Il pilota annuncia l’altitudine e la velocità di crociera, prima in italiano e poi in inglese, minuti di tregua in cui ciascuno torna nelle sue zone di sicurezza. Poi la voce finisce e le luci si abbassano per la notte. Seguono i gesti di ogni volo internazionale: mascherine calano sugli occhi, coperte salgono sulle gambe, cuscini a forma di ciambella avvolgono colli di viaggiatori. Gli schermi sugli schienali danno alla cabina un bagliore diffuso.
Trattengo il fiato pensando “ci siamo”. Dentro di me una parte vorrebbe scappare, scendere da questo aereo in volo sopra l’oceano Atlantico, costringere il pilota a un atterraggio di emergenza, qualsiasi cosa pur di non dover ammettere la voglia che ho di un colpo di testa, di un gesto azzardato e pericoloso. Ed ecco l’altra parte di me, quella che è attratta proprio da ciò che mi fa paura: il rischio di essere scoperta e redarguita dalla hostess, l’imbarazzo di un passeggero che finge di dormire ma ci osserva, il brivido di dover soffocare un orgasmo a diecimila metri di quota.
Il mio vicino, intanto, è tornato alla lettura del suo romanzo. Ha acceso la lucina di cortesia e, come se niente fosse, segue con gli occhi le righe sulla pagina. Che mi sia immaginata tutto? Che la mia fantasia mi stia ingannando? Sono confusa.
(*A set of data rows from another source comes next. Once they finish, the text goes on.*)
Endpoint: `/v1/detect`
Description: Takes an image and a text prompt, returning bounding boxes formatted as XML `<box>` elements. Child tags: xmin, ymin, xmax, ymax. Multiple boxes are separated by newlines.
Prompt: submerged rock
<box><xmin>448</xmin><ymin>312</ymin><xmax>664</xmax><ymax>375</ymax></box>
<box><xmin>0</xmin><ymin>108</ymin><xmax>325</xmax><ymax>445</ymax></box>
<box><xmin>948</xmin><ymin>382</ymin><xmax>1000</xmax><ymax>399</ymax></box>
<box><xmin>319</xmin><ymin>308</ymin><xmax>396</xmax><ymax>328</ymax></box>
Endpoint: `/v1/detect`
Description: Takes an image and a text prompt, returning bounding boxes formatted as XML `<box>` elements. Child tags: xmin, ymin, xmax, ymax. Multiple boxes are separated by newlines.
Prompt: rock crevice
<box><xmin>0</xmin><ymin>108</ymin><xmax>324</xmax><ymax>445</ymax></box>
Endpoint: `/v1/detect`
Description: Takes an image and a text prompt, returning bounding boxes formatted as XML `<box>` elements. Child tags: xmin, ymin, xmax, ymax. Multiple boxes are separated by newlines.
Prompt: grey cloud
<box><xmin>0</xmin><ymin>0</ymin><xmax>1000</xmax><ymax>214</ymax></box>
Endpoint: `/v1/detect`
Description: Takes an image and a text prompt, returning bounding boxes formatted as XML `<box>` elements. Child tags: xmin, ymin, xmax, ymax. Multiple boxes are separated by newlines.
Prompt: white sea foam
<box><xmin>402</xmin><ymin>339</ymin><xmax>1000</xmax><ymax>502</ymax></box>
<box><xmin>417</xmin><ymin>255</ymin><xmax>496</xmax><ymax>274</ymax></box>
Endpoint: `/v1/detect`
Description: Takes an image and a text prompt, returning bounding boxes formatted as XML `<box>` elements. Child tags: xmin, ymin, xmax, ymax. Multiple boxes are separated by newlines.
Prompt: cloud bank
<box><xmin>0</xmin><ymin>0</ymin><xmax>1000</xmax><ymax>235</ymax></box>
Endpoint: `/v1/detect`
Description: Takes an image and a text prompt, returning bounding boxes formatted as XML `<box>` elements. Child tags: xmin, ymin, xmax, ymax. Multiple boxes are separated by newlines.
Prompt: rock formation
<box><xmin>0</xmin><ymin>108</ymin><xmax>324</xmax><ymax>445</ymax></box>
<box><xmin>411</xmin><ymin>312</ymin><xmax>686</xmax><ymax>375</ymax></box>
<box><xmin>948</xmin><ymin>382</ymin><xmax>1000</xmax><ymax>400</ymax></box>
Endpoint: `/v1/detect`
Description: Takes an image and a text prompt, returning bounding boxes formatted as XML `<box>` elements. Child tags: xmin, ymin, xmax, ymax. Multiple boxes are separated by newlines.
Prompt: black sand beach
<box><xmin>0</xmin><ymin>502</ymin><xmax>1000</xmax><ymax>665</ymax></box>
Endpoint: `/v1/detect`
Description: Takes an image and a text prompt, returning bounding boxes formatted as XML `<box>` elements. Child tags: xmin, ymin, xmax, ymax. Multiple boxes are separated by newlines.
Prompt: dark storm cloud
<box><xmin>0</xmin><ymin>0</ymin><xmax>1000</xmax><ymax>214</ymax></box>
Senza accorgermene devo aver iniziato a fissarlo perché a un tratto mi ritrovo presa in un suo sguardo interrogativo. Non dice una parola, ma è come se mi stesse chiedendo: “occorre qualcosa?”.
Deglutisco e balbetto un “dovrei passare”. Lui prontamente si alza e mi lascia giusto lo spazio necessario perché io sfili tra il suo corpo e la poltrona. Lo vivo al rallentatore: il contatto, il suo odore che mi avvolge, le mani a pochi centimetri dal mio corpo.
Un passaggio lungo il corridoio per controllare che sia tutto a posto. Alla fila 19 un uomo grasso russa già profondamente. La 20 ha chiamato e chiede un altro caffè. Arrivo alla 21, ho già preparato due whisky sul vassoio e una coperta sul mio avambraccio, tanto li chiederanno, così mi risparmio la strada. Lui è solo, lei si è alzata poco fa per andare in bagno. L’ho vista dal mio strapuntino vicino alla cabina di pilotaggio: ormai so calcolare bene i tempi. L’uomo mi sorride, io ricambio e questa volta non è il solito sguardo professionale e rassicurante, gli sorrido come si sorride a un amante, a una conquista. Lo vedo sorpreso quando chiedo: “qualcosa da bere per entrambi?” e allungo il vassoio. E poi divertito quando aggiungo: “una coperta in più?”. Ha capito che ho capito. Sa che non li disturberò.
Nella toilette mi sciacquo la faccia più volte. Mi guardo nello specchio, vorrei dirmi “cazzo fai?” e invece lo specchio mi restituisce un “sei eccitata, eh?”. Respiro. L’aereo ha uno scossone, e sorrido pensando a quanto rappresenti bene il momento. Quando ritorno al mio posto, qualcosa è cambiato. Non me ne accorgo subito, perché lui è nella stessa posizione, con il libro in mano, il corpo rilassato. Ma sul tavolino ci sono due bicchieri con qualcosa che potrebbe essere un super alcolico. Mi sorride, come se non occorressero spiegazioni. E non occorrono. Quando si alza per farmi passare di nuovo tenendo in equilibrio i bicchieri (e, ancora, quella vicinanza, quello strusciarsi), mi accorgo che sulle gambe ha una coperta. Non so dove l’abbia presa, prima non c’era.